Unter dem ambitionierten Motto, das weltweit erste „Null-Energie-Bilanz“ Hotel zu sein, eröffnete das Hotel Stadthalle, nach einjähriger Bauzeit, im November 2009. Michaela Reitterer, die Eigentümerin des Hotels, sieht damit ihr Anliegen, ökologisches Bewusstsein mit ihrem Unternehmerinnentum zu verbinden, erfüllt. Als „Einstiegsdroge“ wirkte bei ihr, die bereits vor einigen Jahren errichtete Warmwasser- Solaranlage am Dach ihres Hotels. Diese führte zur Erkenntnis, dass wir „alle Energie von der Sonne bekommen“ – und diese nur nutzen müssten. Mittlerweile wurde aus dem Bestandsgebäude ein Niedrigenergiehaus, am Grundstück des zugekauften Nachbargebäudes, ein Passivhaus errichtet, Erdwärme über einen Brunnen erschlossen und eine Solarstromanlage gebaut. Nur der, noch nicht durchgestandene Kampf um die Genehmigung eines Windrads auf dem Dach, trennt Frau Reitterer noch von der vollständigen Verwirklichung ihrer Vision.

Fronius

Als die Firma Fronius den ehemaligen Industriestandort nahe des Welser Bahnhofs Ende der 1980er Jahre ankaufte, war die weltweite dynamische Aufwärtsentwicklung der Firmensparten noch nicht vorgezeichnet. Das Areal des ehemaligen Landmaschinenherstellers Epple-Buxbaum, bestehend aus Gebäuden der Baujahre 1910 und 1946, wurde erst fremdvermietet, bevor der Beschluss fiel, die weltweite Vertriebszentrale in den historischen Gemäuern unterzubringen. Prokurist Volker Lenzeder, für die Entwicklung des Standorts zuständiger Geschäftsführer, suchte über einen Wettbewerb ein Architektenteam und nahm sich ausreichend Zeit, die Energieeffizienz des Bauprojektes zu entwickeln. Unter dem Stichwort „Energieautonomie˝ wird die Energie zum Heizen, Kühlen, Lüften und Beleuchten von der eigenen Solarstromanlage gewonnen. Voraussetzung dafür ist die Minimierung des Heiz,- und vor allem des Kühlbedarfs, durch Verwendung von Passivhauskomponenten in der Sanierung.

Edlauer

Die Aussicht auf ein zeitgemäßes Bürogebäude mit hoher Arbeitsplatzqualität für die Mitarbeiterinnen und Miterabeiter, war für den Immobilienunternehmer Paul Edlauer das Motiv, den alten Bürostandort im Zentrum St.Pöltens zu verlassen.
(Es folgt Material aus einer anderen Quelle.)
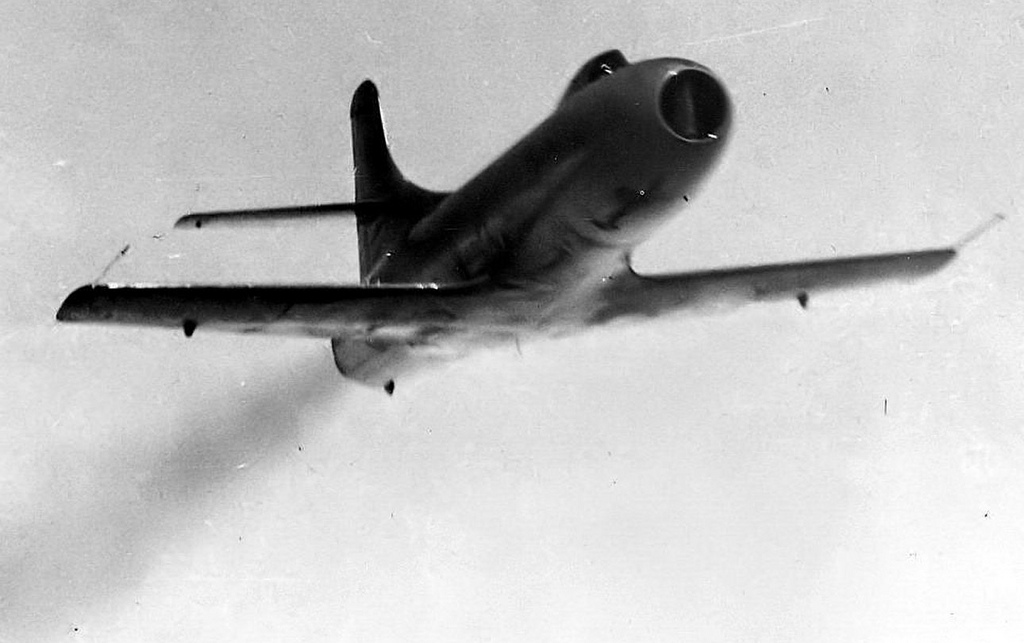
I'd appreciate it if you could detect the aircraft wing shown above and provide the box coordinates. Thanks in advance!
[174,201,385,228]
[595,247,957,323]
[56,284,500,337]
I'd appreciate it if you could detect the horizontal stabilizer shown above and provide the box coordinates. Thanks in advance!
[56,285,490,339]
[174,201,389,229]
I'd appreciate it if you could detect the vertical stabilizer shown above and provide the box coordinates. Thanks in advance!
[349,80,406,201]
[349,80,446,284]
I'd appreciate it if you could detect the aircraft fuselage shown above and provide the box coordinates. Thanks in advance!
[370,58,731,317]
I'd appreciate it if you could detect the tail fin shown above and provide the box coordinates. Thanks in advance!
[349,80,447,284]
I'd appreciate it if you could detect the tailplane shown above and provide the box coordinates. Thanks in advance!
[349,80,447,284]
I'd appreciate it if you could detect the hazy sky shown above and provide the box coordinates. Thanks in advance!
[0,0,1024,641]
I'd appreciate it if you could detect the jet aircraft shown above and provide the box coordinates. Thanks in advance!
[56,50,974,394]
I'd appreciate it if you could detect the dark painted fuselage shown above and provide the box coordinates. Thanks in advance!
[367,58,731,321]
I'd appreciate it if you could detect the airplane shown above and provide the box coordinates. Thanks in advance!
[56,49,980,395]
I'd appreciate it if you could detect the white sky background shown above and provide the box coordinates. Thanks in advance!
[0,1,1024,641]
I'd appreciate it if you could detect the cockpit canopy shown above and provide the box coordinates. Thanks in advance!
[561,49,630,102]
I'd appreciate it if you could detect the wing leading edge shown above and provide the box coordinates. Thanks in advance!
[594,247,957,324]
[56,284,498,338]
[174,200,387,228]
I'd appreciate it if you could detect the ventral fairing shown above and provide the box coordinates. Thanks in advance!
[57,50,974,393]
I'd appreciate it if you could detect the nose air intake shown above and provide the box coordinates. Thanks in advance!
[658,69,730,142]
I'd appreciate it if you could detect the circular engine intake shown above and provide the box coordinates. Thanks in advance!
[658,69,729,142]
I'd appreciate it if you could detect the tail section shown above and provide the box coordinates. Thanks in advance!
[349,80,447,284]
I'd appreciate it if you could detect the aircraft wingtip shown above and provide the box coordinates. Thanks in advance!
[55,286,102,322]
[953,212,1007,251]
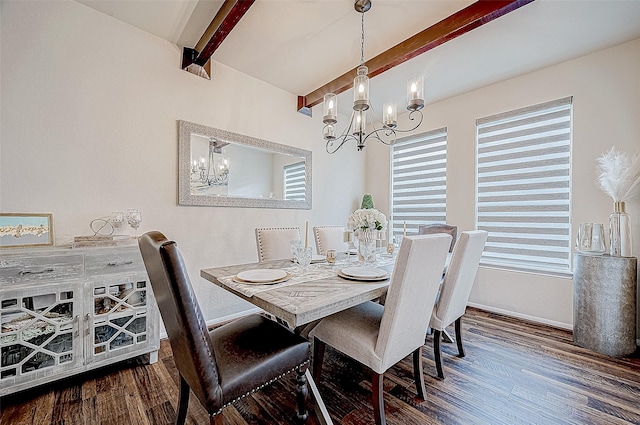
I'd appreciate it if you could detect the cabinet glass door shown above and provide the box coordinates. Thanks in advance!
[0,281,83,394]
[87,275,157,362]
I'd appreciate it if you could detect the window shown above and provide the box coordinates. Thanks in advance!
[476,97,572,274]
[390,128,447,240]
[283,161,306,201]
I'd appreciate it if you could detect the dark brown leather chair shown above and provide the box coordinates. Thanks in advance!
[138,231,311,425]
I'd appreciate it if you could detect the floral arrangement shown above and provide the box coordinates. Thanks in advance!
[347,208,387,230]
[598,147,640,202]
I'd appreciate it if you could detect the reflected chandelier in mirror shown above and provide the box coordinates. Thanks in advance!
[178,120,311,209]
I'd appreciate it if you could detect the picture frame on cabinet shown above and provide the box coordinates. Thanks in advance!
[0,213,53,248]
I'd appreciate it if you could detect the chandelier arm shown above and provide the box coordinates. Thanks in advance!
[394,110,424,133]
[363,127,396,146]
[326,134,358,154]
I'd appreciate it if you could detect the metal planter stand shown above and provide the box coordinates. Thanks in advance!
[573,253,637,357]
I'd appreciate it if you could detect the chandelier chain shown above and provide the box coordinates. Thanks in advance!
[360,12,364,65]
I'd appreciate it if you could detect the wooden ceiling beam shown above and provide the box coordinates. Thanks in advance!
[298,0,533,116]
[182,0,255,77]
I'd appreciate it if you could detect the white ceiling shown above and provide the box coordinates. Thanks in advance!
[76,0,640,114]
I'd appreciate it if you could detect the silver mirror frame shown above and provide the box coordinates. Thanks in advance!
[178,120,312,210]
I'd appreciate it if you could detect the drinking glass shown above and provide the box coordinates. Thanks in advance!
[298,246,313,275]
[342,230,354,264]
[327,249,338,265]
[127,208,142,238]
[110,211,124,229]
[289,239,302,263]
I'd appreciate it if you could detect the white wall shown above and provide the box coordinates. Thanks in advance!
[366,39,640,328]
[0,1,364,321]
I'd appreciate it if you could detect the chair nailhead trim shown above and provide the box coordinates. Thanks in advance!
[211,360,311,416]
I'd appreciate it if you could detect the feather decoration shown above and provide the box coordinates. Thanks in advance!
[598,147,640,202]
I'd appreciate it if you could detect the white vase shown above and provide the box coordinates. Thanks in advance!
[609,202,631,257]
[357,229,378,264]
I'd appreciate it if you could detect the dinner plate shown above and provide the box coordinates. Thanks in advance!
[338,270,389,282]
[231,273,291,285]
[291,254,327,264]
[340,266,389,279]
[236,269,287,283]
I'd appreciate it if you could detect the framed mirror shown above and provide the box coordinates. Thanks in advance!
[178,120,311,210]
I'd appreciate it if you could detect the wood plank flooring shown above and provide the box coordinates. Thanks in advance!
[0,308,640,425]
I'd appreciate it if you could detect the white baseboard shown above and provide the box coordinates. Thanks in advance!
[467,303,573,330]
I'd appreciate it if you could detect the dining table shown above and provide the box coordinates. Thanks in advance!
[200,256,395,425]
[200,257,395,330]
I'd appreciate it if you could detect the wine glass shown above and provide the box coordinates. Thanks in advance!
[289,239,302,263]
[342,230,353,264]
[298,246,313,275]
[127,208,142,238]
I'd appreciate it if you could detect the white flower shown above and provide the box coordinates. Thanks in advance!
[347,208,387,230]
[598,147,640,202]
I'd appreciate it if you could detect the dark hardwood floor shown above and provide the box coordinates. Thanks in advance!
[0,308,640,425]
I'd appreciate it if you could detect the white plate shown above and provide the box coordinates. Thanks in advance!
[231,273,291,285]
[291,254,327,263]
[340,266,389,279]
[338,270,389,282]
[236,269,287,283]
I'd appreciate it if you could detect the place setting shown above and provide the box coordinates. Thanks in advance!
[338,266,389,282]
[231,269,291,285]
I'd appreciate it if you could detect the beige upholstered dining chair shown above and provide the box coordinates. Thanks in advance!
[138,231,311,425]
[418,224,458,252]
[429,230,489,379]
[310,235,451,425]
[256,227,300,261]
[313,226,349,255]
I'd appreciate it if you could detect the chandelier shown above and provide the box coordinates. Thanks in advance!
[322,0,424,154]
[191,137,229,186]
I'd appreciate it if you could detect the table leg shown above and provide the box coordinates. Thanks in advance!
[304,369,333,425]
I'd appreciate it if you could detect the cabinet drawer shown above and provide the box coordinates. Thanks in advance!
[84,247,145,277]
[0,253,84,285]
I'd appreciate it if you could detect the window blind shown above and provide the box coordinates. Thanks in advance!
[390,128,447,240]
[476,97,572,274]
[283,161,306,201]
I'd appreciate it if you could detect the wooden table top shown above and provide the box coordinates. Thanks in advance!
[200,260,393,328]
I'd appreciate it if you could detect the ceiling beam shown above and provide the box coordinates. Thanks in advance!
[182,0,255,78]
[298,0,533,116]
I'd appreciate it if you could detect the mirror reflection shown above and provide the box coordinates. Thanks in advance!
[179,121,311,209]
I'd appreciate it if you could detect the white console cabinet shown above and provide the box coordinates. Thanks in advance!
[0,244,160,396]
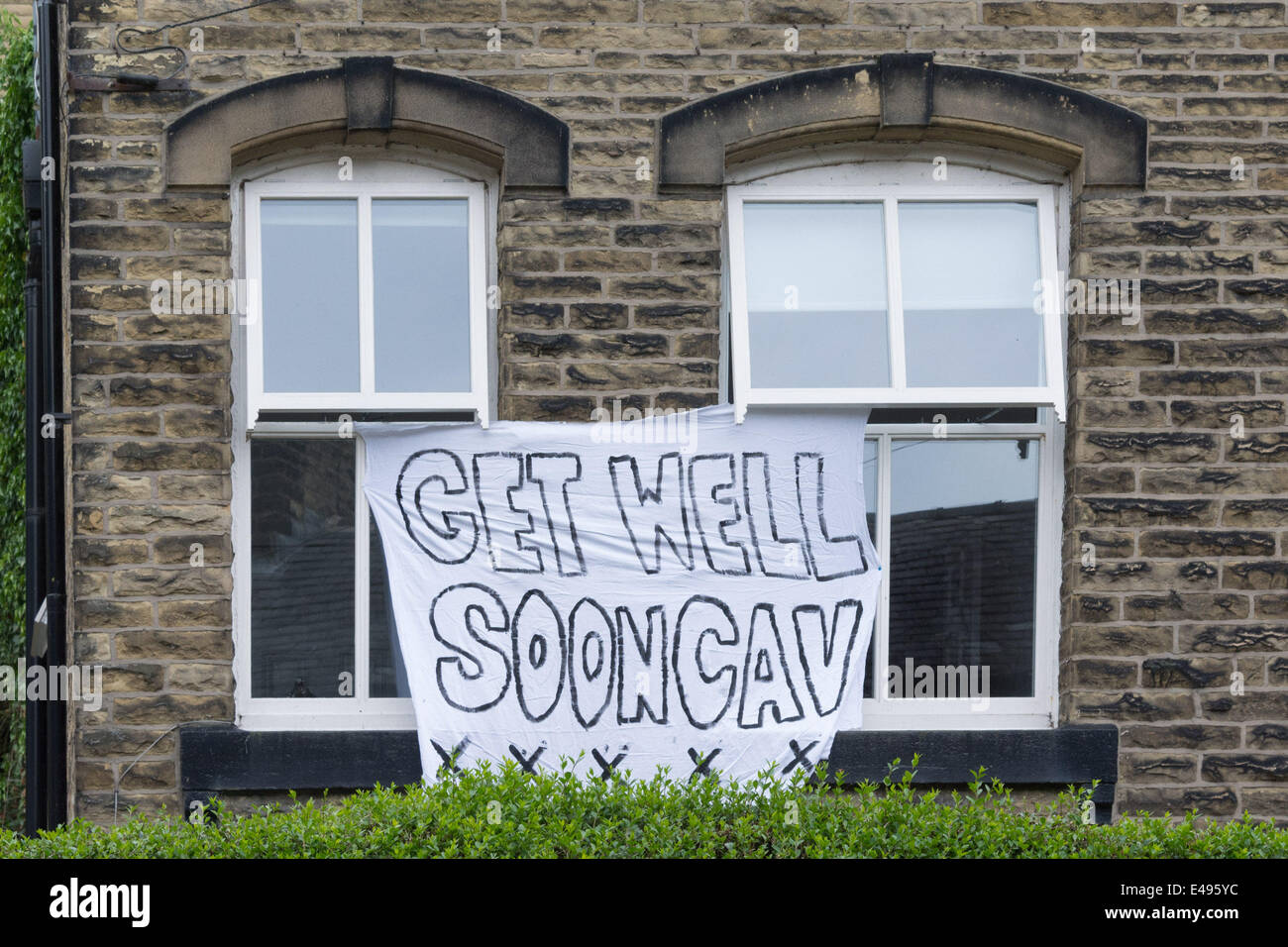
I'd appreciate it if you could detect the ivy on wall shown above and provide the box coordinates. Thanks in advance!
[0,13,35,828]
In der Josefstraße fand sich 2006 das geeignete Objekt, Baujahr 1962, für dessen Sanierung auf Niedrigenergiehaus- Standard ein geladener Architektenwettbewerb ausgeschrieben wurde. Nach einer Bauzeit von einem Jahr, konnte das fertig sanierte Objekt Mitte 2009 bezogen werden. Fußbodenheizung/-kühlung tragen ebenso wie die Komfortlüftung zum angenehmen Raumklima bei, wobei die Wärme von der Fernwärme und die Kälte aus dem Grundwasser durch Direktkühlung bezogen werden. Energieeffiziente Leuchten, außenliegende Verschattungen und Nachtauskühlung durch Fensterlüftung ergänzen das Energiekonzept.

Bipa

Unter dem Motto „pink goes green˝ wurde die Filiale Kärntnerstraße zum energieeffizienten Flagshipstore innerhalb der 560 Filialen der Drogeriemarktkette. Jährlich sollen 50 weitere, nach diesem Vorbild, umgerüstet werden. Wesentliche Kennzeichen der Sanierung sind Abwärmerückgewinnung aus der Lüftung, ein passivhausgeprüftes Glasportal an der Straßenfassade und die Dämmung der Kellerdecke. Energieeffiziente Beleuchtung senkt den Kühlbedarf, der im Handel meist mehr zu Buche schlägt, als der Heizbedarf. Einzig, die direkte Nutzung von Solarenergie am Dach des Hauses, ließ sich nicht verwirklichen, da der Vermieter nicht zustimmte.